Within that, though, the poets found their freedom. Różycki, for example, found sonnets “restricting, and I enjoy breaking through those restrictions.” Kuciak, similarly played with tradition, taking Cavafy’s poem, ‘Waiting for the Barbarians’, and making her own version: ‘Waiting for the Blondes.’ I felt a surge of latent Greek nationalism listening to the piece, which was fortunately not the dumb tripe I expected from the title, but I still had the urge to shout out Edward Flint’s ‘Waiting for the Communists’ in response.

Różycki described himself as an anti-poet, which instantly endeared him to me. (Doesn’t take much, even on a bad day.) For him, poetry no longer means ‘Poetry’ any more, just as for some of the young Romanian poets featured in No Longer Poetry, that groundbreaking anthology of New Romanians published a couple of years ago.

What I found most notable in Różycki’s poetry was the folding of concepts - religion, politics and nature.

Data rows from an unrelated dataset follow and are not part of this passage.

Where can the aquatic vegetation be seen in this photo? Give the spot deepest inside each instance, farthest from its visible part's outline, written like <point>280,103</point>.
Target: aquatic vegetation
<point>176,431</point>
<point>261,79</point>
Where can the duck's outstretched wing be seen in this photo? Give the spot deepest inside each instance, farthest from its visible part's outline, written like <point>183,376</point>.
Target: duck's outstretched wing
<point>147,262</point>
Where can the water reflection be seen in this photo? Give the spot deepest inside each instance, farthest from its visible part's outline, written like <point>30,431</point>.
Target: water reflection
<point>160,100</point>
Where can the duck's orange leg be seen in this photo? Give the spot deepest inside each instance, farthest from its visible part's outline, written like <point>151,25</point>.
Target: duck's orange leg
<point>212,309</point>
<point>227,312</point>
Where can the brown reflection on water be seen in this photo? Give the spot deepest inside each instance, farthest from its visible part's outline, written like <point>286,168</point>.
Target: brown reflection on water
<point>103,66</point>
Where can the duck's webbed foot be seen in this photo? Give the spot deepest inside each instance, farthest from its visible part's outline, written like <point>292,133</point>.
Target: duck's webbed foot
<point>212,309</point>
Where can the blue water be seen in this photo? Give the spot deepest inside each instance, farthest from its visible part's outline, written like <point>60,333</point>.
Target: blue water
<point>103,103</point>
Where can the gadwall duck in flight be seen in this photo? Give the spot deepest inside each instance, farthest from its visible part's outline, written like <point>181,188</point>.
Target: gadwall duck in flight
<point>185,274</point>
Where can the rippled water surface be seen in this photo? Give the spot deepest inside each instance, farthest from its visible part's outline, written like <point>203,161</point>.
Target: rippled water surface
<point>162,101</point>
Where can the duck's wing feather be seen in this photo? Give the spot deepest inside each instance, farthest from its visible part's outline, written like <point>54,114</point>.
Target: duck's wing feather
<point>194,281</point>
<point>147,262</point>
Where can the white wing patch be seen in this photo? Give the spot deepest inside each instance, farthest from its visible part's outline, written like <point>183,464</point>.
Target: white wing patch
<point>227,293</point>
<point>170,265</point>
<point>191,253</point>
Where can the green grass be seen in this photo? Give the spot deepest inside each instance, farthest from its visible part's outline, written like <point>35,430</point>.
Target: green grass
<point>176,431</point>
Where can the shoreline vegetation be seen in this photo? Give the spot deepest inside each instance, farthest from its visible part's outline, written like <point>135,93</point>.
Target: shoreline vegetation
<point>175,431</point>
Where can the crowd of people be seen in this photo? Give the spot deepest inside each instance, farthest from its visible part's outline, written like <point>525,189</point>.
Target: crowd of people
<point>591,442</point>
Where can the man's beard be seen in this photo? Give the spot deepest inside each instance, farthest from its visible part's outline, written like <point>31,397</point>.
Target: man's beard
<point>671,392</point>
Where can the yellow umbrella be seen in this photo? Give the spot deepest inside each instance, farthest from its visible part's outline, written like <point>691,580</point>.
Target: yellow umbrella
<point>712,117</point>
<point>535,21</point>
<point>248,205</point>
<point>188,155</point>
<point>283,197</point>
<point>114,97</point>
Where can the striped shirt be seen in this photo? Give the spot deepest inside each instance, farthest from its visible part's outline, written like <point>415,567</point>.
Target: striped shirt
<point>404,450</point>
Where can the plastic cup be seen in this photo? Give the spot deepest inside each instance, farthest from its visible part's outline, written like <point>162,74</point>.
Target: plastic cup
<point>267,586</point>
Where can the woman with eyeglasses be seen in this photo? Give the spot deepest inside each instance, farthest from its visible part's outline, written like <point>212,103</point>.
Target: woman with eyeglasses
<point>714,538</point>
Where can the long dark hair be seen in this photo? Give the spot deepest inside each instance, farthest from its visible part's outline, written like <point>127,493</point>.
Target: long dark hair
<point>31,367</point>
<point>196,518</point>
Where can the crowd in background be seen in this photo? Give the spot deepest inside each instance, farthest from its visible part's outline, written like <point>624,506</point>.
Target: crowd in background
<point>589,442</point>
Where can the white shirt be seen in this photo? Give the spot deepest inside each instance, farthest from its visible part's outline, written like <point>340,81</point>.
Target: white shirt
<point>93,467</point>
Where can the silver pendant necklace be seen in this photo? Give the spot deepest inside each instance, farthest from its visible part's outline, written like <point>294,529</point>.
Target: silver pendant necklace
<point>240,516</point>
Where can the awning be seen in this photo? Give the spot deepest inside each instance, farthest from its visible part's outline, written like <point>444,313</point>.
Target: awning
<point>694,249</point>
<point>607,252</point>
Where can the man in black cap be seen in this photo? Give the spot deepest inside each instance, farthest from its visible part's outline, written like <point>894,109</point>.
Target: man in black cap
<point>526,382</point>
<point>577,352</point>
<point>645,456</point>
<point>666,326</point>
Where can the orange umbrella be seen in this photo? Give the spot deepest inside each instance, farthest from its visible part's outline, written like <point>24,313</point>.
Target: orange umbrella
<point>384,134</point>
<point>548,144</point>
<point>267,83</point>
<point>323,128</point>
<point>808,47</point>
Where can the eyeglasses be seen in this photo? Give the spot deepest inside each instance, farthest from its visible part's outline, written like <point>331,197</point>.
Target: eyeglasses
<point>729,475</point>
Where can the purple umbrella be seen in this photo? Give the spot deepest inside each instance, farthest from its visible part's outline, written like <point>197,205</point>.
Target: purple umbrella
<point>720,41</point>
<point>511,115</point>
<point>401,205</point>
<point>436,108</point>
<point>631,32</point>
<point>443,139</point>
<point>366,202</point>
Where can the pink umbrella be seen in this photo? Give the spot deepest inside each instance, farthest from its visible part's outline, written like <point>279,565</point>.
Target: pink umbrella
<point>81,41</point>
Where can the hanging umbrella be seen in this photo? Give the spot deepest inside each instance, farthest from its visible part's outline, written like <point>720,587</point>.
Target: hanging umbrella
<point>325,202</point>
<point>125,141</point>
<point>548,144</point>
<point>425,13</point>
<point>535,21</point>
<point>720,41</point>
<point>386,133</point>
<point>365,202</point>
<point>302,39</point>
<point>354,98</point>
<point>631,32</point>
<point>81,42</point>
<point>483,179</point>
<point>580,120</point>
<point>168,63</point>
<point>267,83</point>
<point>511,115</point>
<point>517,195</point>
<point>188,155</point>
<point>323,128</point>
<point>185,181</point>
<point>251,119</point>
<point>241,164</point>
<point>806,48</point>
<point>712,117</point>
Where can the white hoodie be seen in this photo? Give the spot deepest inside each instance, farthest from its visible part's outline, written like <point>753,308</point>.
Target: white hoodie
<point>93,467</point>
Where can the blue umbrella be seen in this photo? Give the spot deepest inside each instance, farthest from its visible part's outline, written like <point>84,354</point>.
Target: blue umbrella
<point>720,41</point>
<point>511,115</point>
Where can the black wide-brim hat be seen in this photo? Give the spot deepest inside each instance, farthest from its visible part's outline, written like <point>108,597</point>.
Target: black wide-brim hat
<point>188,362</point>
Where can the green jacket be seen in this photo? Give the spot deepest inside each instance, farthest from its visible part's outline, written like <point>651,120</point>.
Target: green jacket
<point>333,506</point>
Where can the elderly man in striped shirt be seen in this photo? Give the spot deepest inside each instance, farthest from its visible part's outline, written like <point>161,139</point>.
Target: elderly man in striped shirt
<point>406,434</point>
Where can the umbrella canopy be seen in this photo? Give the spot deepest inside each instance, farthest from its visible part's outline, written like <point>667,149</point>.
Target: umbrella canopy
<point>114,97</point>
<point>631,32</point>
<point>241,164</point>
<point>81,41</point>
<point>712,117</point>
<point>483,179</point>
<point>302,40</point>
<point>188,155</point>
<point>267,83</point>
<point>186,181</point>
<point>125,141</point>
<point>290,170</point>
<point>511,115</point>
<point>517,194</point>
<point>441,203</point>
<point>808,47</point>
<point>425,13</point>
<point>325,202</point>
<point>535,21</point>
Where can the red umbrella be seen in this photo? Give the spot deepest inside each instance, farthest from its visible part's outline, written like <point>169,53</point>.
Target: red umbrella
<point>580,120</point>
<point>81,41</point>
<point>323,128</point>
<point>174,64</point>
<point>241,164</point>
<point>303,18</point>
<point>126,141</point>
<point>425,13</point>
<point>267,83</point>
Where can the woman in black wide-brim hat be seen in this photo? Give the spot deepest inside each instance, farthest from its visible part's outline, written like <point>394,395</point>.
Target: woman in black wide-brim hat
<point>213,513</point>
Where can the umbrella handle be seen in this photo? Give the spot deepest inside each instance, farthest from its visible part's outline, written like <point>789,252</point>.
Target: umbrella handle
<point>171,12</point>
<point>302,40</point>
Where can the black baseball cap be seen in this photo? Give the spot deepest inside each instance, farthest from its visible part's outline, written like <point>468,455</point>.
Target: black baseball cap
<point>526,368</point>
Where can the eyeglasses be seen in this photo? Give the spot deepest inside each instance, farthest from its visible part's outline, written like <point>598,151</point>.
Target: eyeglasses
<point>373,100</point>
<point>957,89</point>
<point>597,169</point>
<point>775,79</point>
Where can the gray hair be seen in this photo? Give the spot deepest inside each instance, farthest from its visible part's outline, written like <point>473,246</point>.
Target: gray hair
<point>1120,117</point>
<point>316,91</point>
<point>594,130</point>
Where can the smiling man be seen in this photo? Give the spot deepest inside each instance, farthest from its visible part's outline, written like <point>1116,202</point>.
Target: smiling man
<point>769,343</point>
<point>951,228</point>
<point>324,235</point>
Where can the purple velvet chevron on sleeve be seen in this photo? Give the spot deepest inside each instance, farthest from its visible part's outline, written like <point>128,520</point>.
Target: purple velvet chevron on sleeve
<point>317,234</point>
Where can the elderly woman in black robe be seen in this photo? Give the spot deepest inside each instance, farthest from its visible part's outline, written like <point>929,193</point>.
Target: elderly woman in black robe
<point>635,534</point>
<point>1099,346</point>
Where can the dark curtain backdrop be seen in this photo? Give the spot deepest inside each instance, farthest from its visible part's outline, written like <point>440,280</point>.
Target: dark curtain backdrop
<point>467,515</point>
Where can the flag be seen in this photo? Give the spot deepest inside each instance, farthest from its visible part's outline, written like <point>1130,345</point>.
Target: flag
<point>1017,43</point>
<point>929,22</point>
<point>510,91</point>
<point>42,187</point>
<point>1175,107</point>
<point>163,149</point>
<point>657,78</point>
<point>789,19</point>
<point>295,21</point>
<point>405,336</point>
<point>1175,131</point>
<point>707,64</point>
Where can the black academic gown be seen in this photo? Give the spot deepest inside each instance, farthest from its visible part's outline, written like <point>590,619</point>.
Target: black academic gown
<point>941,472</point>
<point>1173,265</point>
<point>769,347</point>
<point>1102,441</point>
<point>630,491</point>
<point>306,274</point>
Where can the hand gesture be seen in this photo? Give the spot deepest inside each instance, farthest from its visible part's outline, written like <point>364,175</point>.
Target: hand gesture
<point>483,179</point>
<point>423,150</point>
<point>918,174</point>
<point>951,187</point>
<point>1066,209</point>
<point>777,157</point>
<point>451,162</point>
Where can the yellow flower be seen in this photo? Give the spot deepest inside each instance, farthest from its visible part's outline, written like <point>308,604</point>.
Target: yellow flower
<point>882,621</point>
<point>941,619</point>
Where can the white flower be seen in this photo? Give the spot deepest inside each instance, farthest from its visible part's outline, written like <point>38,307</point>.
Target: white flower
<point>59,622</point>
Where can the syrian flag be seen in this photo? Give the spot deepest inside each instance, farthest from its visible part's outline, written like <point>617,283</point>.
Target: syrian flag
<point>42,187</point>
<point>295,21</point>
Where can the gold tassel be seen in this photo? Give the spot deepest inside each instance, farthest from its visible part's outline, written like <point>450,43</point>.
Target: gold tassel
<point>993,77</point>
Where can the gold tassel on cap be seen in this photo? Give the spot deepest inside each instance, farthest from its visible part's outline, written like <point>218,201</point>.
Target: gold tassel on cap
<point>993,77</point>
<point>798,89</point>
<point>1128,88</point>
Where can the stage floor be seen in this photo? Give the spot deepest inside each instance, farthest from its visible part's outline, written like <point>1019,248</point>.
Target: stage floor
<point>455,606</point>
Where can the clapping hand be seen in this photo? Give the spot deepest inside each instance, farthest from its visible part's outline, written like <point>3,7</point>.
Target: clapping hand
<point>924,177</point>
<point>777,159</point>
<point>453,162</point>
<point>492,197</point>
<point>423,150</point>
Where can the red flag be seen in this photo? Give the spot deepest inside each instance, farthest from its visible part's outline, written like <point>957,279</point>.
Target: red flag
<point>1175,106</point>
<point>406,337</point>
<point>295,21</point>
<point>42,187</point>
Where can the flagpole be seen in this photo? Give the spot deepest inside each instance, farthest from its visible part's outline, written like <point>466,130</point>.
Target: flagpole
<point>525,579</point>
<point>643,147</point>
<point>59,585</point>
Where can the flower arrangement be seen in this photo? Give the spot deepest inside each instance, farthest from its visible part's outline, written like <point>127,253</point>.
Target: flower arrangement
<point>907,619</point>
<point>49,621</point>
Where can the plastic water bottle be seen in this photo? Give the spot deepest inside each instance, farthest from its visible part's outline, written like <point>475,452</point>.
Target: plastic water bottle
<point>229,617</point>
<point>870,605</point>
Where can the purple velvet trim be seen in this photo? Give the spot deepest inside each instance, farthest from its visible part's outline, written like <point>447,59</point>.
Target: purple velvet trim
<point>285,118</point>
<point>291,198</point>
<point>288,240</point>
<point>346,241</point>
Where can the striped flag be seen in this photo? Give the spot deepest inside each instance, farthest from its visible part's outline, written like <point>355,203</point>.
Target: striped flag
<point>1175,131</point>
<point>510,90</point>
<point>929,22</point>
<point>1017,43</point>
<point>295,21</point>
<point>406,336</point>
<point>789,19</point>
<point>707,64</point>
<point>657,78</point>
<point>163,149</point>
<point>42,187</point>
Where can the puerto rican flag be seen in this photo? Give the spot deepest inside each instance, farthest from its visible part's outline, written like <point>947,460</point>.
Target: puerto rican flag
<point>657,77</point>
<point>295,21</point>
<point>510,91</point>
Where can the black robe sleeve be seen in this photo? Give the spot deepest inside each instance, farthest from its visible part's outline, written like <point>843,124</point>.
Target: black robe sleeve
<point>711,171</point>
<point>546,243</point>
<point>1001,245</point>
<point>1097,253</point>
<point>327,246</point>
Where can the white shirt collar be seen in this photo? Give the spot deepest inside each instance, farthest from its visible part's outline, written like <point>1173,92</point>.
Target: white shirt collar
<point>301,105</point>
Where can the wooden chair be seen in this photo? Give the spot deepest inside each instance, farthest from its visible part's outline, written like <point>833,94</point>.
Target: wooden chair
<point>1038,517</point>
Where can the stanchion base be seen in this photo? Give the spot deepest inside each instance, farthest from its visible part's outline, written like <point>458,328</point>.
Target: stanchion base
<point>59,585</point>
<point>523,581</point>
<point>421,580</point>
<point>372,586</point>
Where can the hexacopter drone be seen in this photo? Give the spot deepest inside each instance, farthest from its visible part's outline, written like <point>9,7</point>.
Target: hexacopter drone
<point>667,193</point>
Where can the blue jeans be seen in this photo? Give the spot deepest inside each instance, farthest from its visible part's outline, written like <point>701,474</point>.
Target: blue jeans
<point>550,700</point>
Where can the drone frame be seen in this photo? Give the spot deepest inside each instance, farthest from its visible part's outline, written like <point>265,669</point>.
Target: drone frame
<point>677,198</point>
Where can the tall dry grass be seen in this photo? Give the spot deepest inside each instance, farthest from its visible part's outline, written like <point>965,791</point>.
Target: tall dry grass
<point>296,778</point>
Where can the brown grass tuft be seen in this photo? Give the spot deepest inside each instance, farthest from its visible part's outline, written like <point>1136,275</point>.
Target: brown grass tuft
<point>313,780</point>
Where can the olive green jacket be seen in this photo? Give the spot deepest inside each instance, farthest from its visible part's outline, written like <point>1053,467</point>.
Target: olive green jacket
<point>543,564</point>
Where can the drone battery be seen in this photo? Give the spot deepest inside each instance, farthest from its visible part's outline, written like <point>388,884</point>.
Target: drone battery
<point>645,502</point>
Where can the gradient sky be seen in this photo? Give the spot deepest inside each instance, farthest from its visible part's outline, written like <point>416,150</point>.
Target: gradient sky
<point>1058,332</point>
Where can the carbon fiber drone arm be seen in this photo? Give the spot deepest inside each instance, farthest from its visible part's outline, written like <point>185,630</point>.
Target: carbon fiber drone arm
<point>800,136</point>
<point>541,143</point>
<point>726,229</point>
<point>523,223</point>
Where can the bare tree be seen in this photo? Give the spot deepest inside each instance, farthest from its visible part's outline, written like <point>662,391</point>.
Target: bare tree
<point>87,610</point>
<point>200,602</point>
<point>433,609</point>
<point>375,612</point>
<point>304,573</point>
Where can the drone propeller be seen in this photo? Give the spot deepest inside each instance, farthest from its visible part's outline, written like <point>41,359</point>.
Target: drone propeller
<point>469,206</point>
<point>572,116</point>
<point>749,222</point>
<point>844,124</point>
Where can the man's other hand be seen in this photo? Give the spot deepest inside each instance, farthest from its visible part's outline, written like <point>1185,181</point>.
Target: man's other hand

At the end of one poem, he lists the targets his utopia will persecute: “deserters, poets, traitors, profiteers.” In another, he describes, “the whole sky: the clouds, the air force and God.” These lists are loaded, not wasted. Sparks fly off the poems, even when form seems to take them to obscure constructions.

Kuciak’s work plays with multiple voices and personae, with reported speech mixing with narrative. This was very interesting. There was something deeper going on than I was able to grasp in the reading (she read quite fast, grumblegrumble), but the formalism was strong, the language complex as a result. I’ve already talked about the way she played with tradition, so no point repeating myself.

The really interesting angle for me was in the discussion: Różycki talked about how he was from a displaced background; his family were forcibly relocated after the Second World War, leaving them rootless, constantly pining for the golden age of their family’s history, when everything was perfect and “carrots could be bought for minus eleven złoty”. Nowhere is a comfortable place for him now, he is used to not belonging.

This seems to be a positive counter-example to John Berger’s notion of poetry demanding roots, place. Oppression is divorceable from displacement and rootlessness is not the exclusive territory of capitalism. This is the problem I’m left with (and please excuse the leap of logic, I haven’t thought about this enough): is it better to be able to choose to leave your home than it is to be able to stay in your home with restricted freedoms? I.e. is freedom of individual action and thought more important than social freedoms? Jury’s out. I will mull some more and come back to this.